From: Newberry on
On Aug 12, 5:05 am, stevendaryl3...(a)yahoo.com (Daryl McCullough)
wrote:
> Newberry says...
>
>
>
> >On Aug 11, 10:03=A0am, stevendaryl3...(a)yahoo.com (Daryl McCullough)
> >wrote:
> >> Take an example: Every even number greater than 2 can be written as
> >> the sum of two prime numbers. What is "blocking" me from knowing that
> >> this is true? Well, there is nothing blocking me from checking each
> >> even number, one at a time, to see that it can be written as the sum
> >> of two primes. But there will never be a point at which I've checked
> >> *all* of them. So if Goldbach's conjecture is *true*, I might never
> >> know that it is true (because I can't check an infinite number of cases).
>
> >First of all this sounds as if mathematics were an experimental rather
> >than deductive science, which itself makes this argument suspect.
>
> For a given axiom system, there are true universal statements that we
> cannot prove, but we can "observe" one at a time. As someone else pointed
> out, there is no statement that is absolutely unprovable, we may not
> be able to prove it in PA, but perhaps in a stronger theory.
>
> >Secondly there are sentences, which we actually know that are true,
> >such as that Goedel's formula is not derivable.
>
> It's not provable in PA. It's provable in stronger theories such
> as ZFC.
>
> >I know that you will deny this. People either deny or confirm this
> >depending on in which phase of the disputation they are. Let me just
> >say that many people are unshakeably convinced that ZFC and PA are
> >consistent. Where does this certainty come from?
>
> In the case of PA, we have a clear concept of the natural numbers,
> and the axioms of PA are clearly tree of this conception.
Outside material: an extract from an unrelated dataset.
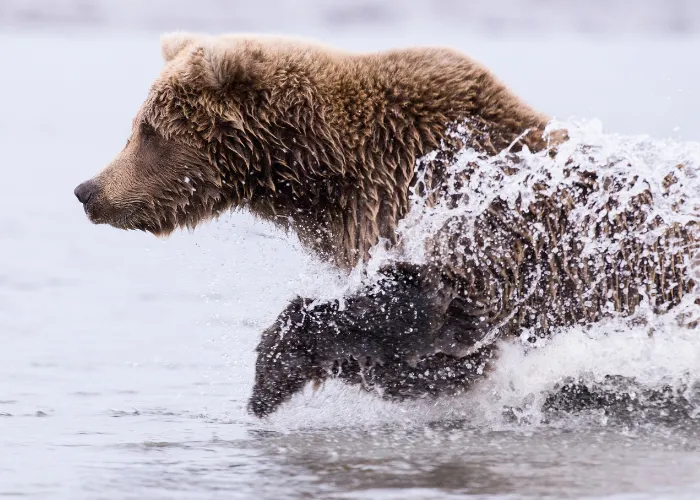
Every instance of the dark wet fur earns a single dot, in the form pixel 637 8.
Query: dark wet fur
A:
pixel 389 338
So you CAN derive that PA is consistent after all.

> In the
> case of ZFC, the cumulative hierarchy gives a pretty strong conception
> of the universe of sets, but it's a little hazier (to me, anyway).
>
> --
> Daryl McCullough
> Ithaca, NY

From: Daryl McCullough on
Newberry says...
>
>On Aug 12, 5:05=A0am, stevendaryl3...(a)yahoo.com (Daryl McCullough)
>wrote:

>> In the case of PA, we have a clear concept of the natural numbers,
>> and the axioms of PA are clearly tree of this conception.

That's supposed to be "true" not "tree".

>So you CAN derive that PA is consistent after all.

Sure. It's provable model-theoretically.